I’ve finally had a chance to properly look at MTGx‘s investor presentation that Rikard Steiber posted on Twitter a few minutes before my last post went live. I apologise for the delay but my master thesis had to take priority 😉

I will not discuss everything presented in the slides, but on the parts that specifically interest me.

[Edit: Embedded the slides, had forgotten you could do that with Slideshare]

xVentures: MTGx incubator/investor arm. xVentures is very interesting as they can actually offer  startups a lot than traditional incubators and investors lack: advertising and sales infrastructure. Both of of these are usually a problem for startups and one thing is for sure, MTG knows their advertising.  From the slides (The Pitch):

60 channels in 35 markets
TV operator, Radio, Digital
Media cross promotion
Content cross creation
Local sales force to sell
Local editorial to curate

Ability to advertise in 60 channels across 35 markets? That is an amazing opportunity for most companies and startups in particular. Let’s not forget that MTG(x) are used to selling B2B. I am quite positive they can assist startups with marketing (Sorry, most people (including myself) are just not as good at marketing as we think) and pricing.

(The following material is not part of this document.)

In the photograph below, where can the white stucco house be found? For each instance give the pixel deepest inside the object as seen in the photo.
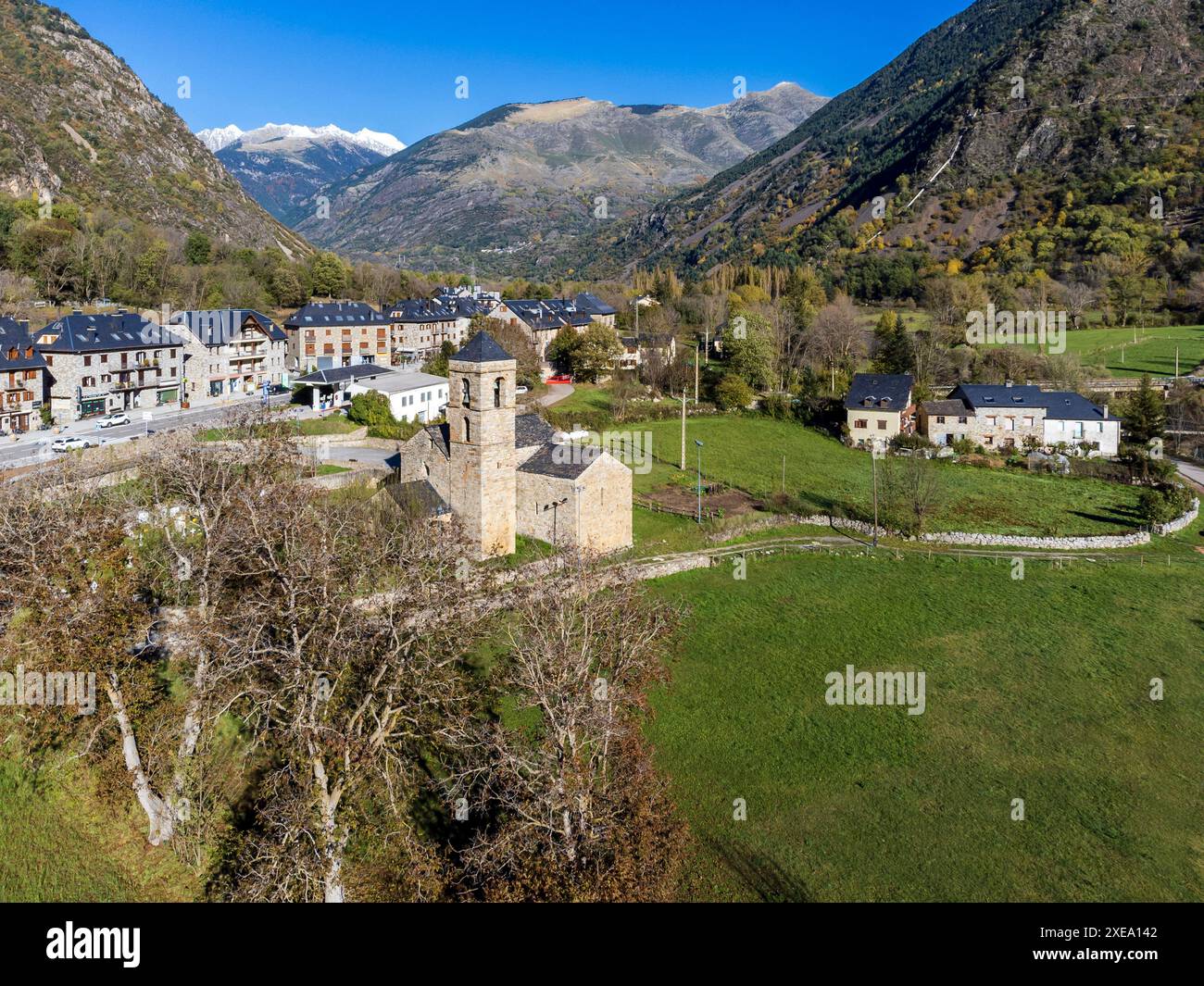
(412, 396)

Viagame: I could not really understand why MTGx would spend the time and money on Viagame, it is, as I said in my previous post, a deviously hard market to make a decent buck in and they basically had nothing that differentiated them from the competitors. I was wrong. They do have one thing, which is mentioned in the slides: Leverage unsold TV inventory to drive online traffic and sales.

Leveraging the unsold inventory, where they were unable to sell advertisement, to generate (some) revenue. It is quite brilliant. The margins on each sold game are probably around 15-30% (I believe Steam takes ~30% from game sales), which is a healthy margin for relatively small investment on MTG’s part (Shelf-ware distribution tool, basic adverts for Viagame etc). The unsold inventory would otherwise be ‘wasted’, now a profit can be made, albeit smaller than if the inventory had been sold but it helps smoothing out the revenue streams – no/smaller dips in revenue if inventory goes unsold.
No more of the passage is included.